Sen. Obama has been quite aggressive in arguing that the American people should be uncomfortable with our current approach to energy subsidies, in part because nobody can hop onto the internet and understand where the money’s been going and what we’ve been getting for it. The Energy Information Administration wrote a study a couple of years ago that concluded that we spent $13 billion to subsidize domestic oil production, but we can’t identify any additional domestic oil that was produced. That disturbs him greatly. He has spoken about the need for smart subsidies; if we’re going to call upon the American taxpayer or shareholder to invest more in clean energy, it’s going to have to be a far more accountable system than exists today.

The last thing I’ll say is that we cannot run a far-reaching national research project to discover those new technologies if we are not willing to tolerate failure. The problem we have right now at [the Department of Energy] is we challenge them to achieve breakthroughs, and every time something doesn’t work, they get dragged up and humiliated. We have to have an honest conversation which recognizes that part of discovery is failure. The stakes of climate change and energy dependence are high enough that we have to go into these efforts recognizing that we will be devoting resources to technologies that will not pan out, and the trick is to be able to recognize that and move on.

DR: There’s been a lot of talk in this campaign from everyone about green jobs. But no one is quite clear what counts as a green job, where these numbers come from, who’s going to get them. Is there hard thinking going on about this in the campaign, or is it an aspirational thing?

JG: It’s an important question. The campaign believes that this is a significant aspect of the government’s role in helping to make sure that this transition to a low-carbon economy actually works. But it has started to take on a bit of a cliche factor in the public discourse.

Sen. Obama is somewhat unique in not implying that this radical transformation of our economy is just going to be easy, or that stocks are only going to go up. There are going to be significant changes within the manufacturing sector. Those will be painful for some people. The "green jobs" notion as it is casually expressed is meant to push against the irresponsible assertions of the last decade, that moving toward a low-carbon economy will be universally burdensome and negative. We believe that there will be big challenges and big opportunities, and the trick is to make sure that we’re not exporting jobs and importing carbon, that we are making changes within the manufacturing sector but not suggesting a nation without a manufacturing sector.

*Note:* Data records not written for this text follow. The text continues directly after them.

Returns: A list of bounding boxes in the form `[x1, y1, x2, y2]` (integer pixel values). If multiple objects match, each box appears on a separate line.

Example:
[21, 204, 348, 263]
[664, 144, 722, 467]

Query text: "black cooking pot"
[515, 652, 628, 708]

The question is what transformations within the manufacturing sector need to be supported, so we’re not just getting, for example, clean cars; we’re also restoring greater technological facility to domestic manufacturers, so those clean cars and components are going to continue to be built here. The other component of it is designed to make sure we are exporters of some of these technologies; we’ve all heard the same stories about the tremendous inventions that have occurred here and been commercialized someplace else. So a big component of Sen. Obama’s vision of green jobs is trying to understand what it has been about our technology policy, our manufacturing policy, that has not translated our inventiveness into manufacturing.

And the last component of it is a question about infrastructure and reinvestment. There is going to be a new generation of public investment, an opportunity to rethink, retool, and reconstruct some of our core systems, transportation and others. It’s in some ways a tremendous opportunity.

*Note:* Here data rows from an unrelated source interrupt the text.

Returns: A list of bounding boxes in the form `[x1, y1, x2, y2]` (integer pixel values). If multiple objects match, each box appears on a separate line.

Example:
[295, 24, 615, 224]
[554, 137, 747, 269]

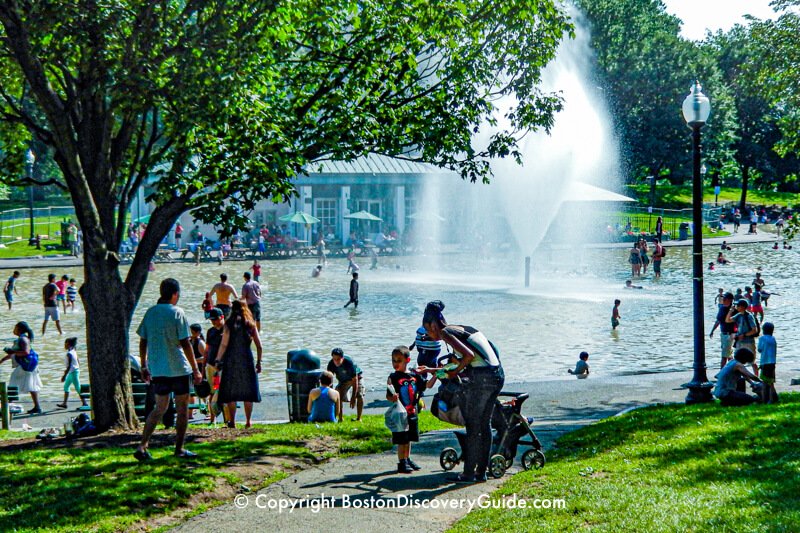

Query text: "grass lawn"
[453, 394, 800, 532]
[0, 412, 449, 531]
[0, 239, 69, 259]
[627, 184, 800, 209]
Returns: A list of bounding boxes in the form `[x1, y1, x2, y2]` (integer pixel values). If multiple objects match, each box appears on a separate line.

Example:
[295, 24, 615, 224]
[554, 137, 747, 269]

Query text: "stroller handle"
[497, 391, 530, 400]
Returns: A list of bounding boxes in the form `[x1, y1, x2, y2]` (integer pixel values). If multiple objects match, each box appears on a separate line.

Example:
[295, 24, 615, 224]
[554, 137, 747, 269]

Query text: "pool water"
[0, 243, 800, 398]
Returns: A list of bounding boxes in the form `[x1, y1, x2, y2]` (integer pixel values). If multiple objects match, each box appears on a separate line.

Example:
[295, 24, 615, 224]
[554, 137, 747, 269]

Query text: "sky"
[663, 0, 776, 40]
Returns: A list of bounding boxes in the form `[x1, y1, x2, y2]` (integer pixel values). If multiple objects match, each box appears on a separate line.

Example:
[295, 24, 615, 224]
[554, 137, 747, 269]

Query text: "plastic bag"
[383, 400, 408, 433]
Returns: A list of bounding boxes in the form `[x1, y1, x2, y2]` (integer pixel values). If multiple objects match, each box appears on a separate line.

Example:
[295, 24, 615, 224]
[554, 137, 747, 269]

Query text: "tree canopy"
[0, 0, 570, 427]
[580, 0, 798, 191]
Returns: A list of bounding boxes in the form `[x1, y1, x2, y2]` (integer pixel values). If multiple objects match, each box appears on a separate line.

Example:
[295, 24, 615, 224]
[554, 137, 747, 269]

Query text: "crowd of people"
[0, 270, 86, 415]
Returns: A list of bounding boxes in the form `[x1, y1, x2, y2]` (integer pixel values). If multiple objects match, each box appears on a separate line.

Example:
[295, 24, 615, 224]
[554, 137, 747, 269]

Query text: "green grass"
[627, 184, 800, 209]
[0, 412, 449, 531]
[0, 239, 69, 259]
[453, 394, 800, 532]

A lot of our focus is looking at the transition. We have a lot of momentum in our system, 100 years of driving us toward energy-intensive manufacturing and transportation systems. The campaign believes that in the early years of that transition, there will be some disproportionate impact on different industries and different regions that has to be acknowledged up front; they’re not going to be avoidable, but there are policies that will help fairly and equitably mitigate them.